3.  Stossel doesn't seem to understand what current insurance does when he complains about the "subsidies" of other people in one's insurance policy.  It already lumps together all sorts of different health care expenditures, which means that right now someone's Viagra consumption is "subsidized".  If insurance contained no such "subsidies" it wouldn't exist.  It's true that insurers prefer to divide the population they insure into groups of similar risk levels, but if we do this with all health care consumption (and match the risks precisely for each) we end up with no insurance at all.   To take a simple example from car insurance, Stossel's assertion is like saying that your insurance premia should not be used to pay for your neighbor's stolen car if you were luckier and kept yours and if both of you are customers of the same company.

4.  Stossel recommends more and more competition, instead of the ACA.  The idea that competition in health care is great is a very tricky one.  Lots of research suggests that there's very little price competition, without government incentives for it.  Whether quality competition is feasible depends on the particular product we are looking at.  It might work for some routine purchases of the well-care type, such as eye glasses and simple dental visits.  But in many cases consumers cannot judge health care quality well enough to become prudent shoppers (and in other cases consumers are too ill to do that).

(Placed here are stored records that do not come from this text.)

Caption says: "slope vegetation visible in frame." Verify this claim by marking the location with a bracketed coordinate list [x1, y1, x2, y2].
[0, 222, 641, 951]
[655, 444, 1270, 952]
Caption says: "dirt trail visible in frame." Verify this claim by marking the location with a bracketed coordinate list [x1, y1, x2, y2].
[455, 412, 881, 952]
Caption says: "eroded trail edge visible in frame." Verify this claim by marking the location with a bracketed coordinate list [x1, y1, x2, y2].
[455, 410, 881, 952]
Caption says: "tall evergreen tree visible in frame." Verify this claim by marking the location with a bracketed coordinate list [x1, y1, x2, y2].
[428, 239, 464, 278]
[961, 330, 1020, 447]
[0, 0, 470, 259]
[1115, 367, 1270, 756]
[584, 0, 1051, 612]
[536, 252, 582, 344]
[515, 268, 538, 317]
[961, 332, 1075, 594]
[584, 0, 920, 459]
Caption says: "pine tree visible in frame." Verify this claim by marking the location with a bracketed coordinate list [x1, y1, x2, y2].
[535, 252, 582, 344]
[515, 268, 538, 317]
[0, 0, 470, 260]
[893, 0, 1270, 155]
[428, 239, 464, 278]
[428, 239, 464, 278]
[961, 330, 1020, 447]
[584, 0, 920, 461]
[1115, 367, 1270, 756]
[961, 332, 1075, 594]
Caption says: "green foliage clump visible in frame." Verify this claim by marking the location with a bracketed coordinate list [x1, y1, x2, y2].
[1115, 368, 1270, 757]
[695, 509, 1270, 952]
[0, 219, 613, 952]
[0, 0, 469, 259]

*For a different angle to the brogressive movement, check out what Scott Lemieux writes.
**This argument also reopens the door the idea that individuals with pre-existing conditions should pay more than those without them.  The same logic applies.
***Some of them hard to quantify.  For instance, many observers believe that men, on average, don't see their health care providers as often as they should.  On the other hand, the way the medical profession defines recommended visit rates and what should be checked may itself be affected by various non-medical considerations such as women's apparent greater medical "compliance."